Autores, como Mumford (1964), Chueca-Goitia (1982), Argan (1993), entre outros, viram na cidade não só uma das mais perfeitas invenções humanas como o ambiente propício à criação e ao desenvolvimento humano; mas também é numa perspetiva mais territorial e administrativa, um centro urbano cuja “organização

política lhe permite assumir a liderança de uma região” (Costa Lobo, 1999, p. 13).

De acordo com Ascher (2010, p.21) a cidade e a sociedade funcionam numa correlação estreita, porque, desde a sua origem a existência de cidade implica “uma

divisão técnica, social e espacial da produção e implica trocas de natureza diversa entre aqueles que produzem os bens manufacturados (os artesãos), os bens simbólicos (os padres, os artistas, etc.), o poder e a protecção (os guerreiros).” É

no processo da urbanização que se geram as dinâmicas que conduzem à “urbanidade”, à estruturação social e aos fenómenos e fatores que concorrem não só para a coesão social e identidade coletiva mas também para a ocorrência das condições e de causas associadas à fratura social que a criminalidade e delinquência constituem.

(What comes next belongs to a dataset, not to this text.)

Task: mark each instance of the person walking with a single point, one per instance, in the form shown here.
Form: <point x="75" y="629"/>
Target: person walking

Contudo, para Salgueiro (1999, p.12) deve-se: “entender a cidade como forma

de organização da superfície terrestre, como uma estrutura espacial que representa um grande avanço das sociedades humanas no seu controlo do ambiente, implica proceder em duas escalas de análise.” A escala que a autora

designa de menor dá prioridade ao campo de interação em que as cidades são pontos numa rede de fluxos - onde convém, estudar as especificidades das redes, os movimentos que nelas ocorrem, a função que os vários lugares realizam entre uns e outros e às correspondentes regiões tributárias. Por outro lado, a escala designada por maior, consiste no estudo da cidade do ponto de vista da organização interna das suas aglomerações e busca compreender as propriedades das várias áreas e a sua ação no todo. É, neste contexto, ao nível da escala maior, que incide o estudo sobre a cidade e o seu uso seguro.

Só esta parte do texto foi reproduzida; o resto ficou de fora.